Sampai pada suatu ketika, tibalah mala petaka yang tidak kalah hebatnya bagi Jero Jempiring. Ketika itu sang Tjokorda, “gustinya” harus menikah lagi dengan wanita yang sederajat wangsanya untuk menjaga keajegan darah biru Tjokorda. Kali ini pesta “pawiwahan” sangat mewah dan luar biasa. Undangan dari keluarga besar Puri-Puri di seluruh Bali memenuhi Puri dan bahasa canggah-ungguh menebar dimana mana. Pesta berlangsung hampir seminggu penuh. Dengan istri mudanya, Tjokorda tampak sebagaimana layaknya suami-istri, saling memanggil “raka” (kakak) dan “rai’ (adik). Sungguh pemandangan yang sangat berbeda jika dibandingkan saat dulu menikah dengan Jero Jempiring. Jero Jempiring “matur” (berkata) kepada madunya “Dewa Agung Ibu”. Selain itu ia harus merelakan kasih sayang Tjokorda berpindah kepada “madunya” yang muda itu. Ia tidak mempunyai hak apa pun sebagai istri. Kenapa? Karena Jero Jempiring hanyalah seorang “pengayah”. Tangis tak akan menolong, sesal pun sudah tidak berguna. Begitulah nasib tragis Jero Jempiring.
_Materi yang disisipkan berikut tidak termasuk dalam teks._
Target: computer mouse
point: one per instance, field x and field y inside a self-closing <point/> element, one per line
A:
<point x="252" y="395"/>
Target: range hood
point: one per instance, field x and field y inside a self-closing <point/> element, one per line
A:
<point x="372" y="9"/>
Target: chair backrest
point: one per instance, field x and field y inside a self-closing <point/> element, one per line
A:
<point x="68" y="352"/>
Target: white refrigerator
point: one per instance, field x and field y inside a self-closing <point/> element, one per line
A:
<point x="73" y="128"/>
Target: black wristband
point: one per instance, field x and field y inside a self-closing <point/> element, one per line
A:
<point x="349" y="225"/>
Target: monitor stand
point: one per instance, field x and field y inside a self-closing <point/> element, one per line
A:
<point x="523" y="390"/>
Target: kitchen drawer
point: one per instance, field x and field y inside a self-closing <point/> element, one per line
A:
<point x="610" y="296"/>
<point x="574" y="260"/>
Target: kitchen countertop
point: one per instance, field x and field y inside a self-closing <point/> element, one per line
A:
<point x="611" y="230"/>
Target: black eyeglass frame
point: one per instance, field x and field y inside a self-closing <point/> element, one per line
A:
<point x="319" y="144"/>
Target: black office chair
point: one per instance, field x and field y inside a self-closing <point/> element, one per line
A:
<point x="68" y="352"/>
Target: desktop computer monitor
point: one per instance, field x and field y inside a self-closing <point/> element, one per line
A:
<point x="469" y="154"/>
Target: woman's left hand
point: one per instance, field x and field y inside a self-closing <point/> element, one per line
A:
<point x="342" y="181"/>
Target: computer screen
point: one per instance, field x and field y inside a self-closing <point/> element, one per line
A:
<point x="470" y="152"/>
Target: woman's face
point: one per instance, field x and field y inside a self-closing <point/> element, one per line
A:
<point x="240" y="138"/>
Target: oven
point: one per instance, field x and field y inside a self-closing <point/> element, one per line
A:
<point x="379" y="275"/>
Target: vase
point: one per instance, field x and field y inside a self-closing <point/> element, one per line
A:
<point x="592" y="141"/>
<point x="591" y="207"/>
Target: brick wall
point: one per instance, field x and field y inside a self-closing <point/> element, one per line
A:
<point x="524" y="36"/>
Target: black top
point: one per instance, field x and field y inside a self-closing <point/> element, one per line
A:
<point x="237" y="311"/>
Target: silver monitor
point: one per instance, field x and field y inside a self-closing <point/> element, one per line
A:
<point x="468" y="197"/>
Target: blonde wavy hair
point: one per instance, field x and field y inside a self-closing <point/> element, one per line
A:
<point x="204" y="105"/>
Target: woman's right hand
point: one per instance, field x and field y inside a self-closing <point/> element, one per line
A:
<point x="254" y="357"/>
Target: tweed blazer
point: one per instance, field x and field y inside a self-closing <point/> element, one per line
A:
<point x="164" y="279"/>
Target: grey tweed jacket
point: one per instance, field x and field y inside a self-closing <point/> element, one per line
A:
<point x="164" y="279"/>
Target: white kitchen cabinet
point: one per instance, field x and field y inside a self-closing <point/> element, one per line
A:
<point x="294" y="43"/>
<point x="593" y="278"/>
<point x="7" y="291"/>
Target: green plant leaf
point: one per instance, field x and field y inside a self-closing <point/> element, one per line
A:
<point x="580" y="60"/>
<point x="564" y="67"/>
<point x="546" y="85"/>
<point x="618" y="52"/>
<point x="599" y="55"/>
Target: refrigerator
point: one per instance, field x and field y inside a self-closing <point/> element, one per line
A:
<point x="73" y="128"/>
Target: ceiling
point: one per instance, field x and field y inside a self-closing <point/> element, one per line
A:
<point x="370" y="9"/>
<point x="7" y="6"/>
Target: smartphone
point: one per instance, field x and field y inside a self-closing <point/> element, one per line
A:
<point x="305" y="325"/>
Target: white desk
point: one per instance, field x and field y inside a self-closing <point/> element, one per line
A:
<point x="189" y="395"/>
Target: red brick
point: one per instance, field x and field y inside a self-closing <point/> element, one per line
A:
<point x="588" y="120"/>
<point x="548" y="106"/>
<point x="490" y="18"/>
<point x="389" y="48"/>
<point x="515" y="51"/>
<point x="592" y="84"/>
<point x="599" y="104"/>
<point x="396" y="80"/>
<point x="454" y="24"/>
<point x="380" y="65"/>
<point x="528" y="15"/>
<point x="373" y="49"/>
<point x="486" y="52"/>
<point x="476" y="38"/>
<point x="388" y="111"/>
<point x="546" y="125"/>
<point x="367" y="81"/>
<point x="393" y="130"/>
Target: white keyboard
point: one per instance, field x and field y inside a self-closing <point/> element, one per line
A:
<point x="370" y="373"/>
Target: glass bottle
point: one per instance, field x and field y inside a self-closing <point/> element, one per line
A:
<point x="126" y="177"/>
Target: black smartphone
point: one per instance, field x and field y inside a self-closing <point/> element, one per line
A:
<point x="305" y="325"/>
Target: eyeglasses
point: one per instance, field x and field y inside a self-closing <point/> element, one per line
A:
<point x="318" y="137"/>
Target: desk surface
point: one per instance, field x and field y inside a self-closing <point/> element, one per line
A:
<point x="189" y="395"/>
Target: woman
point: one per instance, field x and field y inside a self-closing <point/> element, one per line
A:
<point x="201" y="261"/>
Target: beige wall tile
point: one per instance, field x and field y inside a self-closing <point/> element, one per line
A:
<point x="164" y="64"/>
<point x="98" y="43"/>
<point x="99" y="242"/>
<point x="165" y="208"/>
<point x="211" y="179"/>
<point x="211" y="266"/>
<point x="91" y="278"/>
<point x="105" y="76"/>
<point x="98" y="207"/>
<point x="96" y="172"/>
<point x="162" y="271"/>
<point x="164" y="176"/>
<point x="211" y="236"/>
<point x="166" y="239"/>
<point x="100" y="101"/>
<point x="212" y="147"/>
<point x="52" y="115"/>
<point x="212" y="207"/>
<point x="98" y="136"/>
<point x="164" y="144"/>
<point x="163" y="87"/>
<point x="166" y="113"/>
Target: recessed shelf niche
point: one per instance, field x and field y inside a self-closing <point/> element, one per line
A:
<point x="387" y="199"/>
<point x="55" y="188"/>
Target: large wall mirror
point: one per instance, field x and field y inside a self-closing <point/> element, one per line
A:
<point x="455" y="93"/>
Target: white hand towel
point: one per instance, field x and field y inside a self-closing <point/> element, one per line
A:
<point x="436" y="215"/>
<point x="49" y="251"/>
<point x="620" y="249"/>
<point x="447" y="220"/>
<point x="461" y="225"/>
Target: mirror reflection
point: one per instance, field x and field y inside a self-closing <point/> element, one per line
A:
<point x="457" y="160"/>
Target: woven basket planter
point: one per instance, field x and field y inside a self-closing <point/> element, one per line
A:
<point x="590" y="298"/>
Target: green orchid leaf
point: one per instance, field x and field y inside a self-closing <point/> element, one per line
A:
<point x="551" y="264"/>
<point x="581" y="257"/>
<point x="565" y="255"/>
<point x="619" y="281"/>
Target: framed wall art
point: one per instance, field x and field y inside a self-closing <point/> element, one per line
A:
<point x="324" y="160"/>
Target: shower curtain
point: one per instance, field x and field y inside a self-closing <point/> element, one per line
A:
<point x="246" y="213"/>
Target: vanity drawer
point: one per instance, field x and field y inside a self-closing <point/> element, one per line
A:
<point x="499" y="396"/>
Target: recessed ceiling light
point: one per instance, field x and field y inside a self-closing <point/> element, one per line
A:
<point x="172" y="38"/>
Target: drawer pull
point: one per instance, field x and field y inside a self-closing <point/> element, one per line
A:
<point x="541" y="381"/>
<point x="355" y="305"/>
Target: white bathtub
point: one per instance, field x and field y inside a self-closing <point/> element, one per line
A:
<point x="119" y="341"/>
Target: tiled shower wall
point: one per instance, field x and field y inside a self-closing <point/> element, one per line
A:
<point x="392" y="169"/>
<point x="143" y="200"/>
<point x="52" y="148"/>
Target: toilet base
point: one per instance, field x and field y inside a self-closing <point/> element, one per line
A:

Bertahun tahun penderitaan itu dijalaninya sehingga sampailah suatu hari ia tak tahan lagi sehingga ia mohon ‘mapamit’ dari Tjokorda kembali ke rumah orang tuanya dan berhenti “ngayah” di Puri. Dalam bahasa yang tegas ia minta cerai. Di kala itu usianya sudah mencapai 48 tahun, badannya sudah kurus kering dibelenggu tradisi. Roman mukanya sudah tua. Jauh berbeda dengan penampilannya saat dia belum menikah dulu. Dulu dia adalah gadis cantik jelita yang dikejar-kejar banyak pemuda dimanapun dia berada.
Inilah salah satu contoh kasus pelecehan terhadap orang yang dicap Sudra. Bagaimana perasaan anda jika memiliki anak gadis cantik berpendidikan tinggi diperlakukan seperti Jero Jempiring? Karena itu, bangkitlah wahai para pemuda-pemudi Bali. Kembalikan Bali sebagaimana tattva yang tertuang dalam kitab suci Veda. Hapus tradisi feodal yang tercipta hanya karena muatan politis dan ekonomi dari kalangan tertentu. Sudah saatnya Anda sebagai orang Bali menjadi orang cerdas yang tahu mana baik dan buruk.
Dikutip dengan perubahan dari Majalah Raditya No.83 Juni 2004.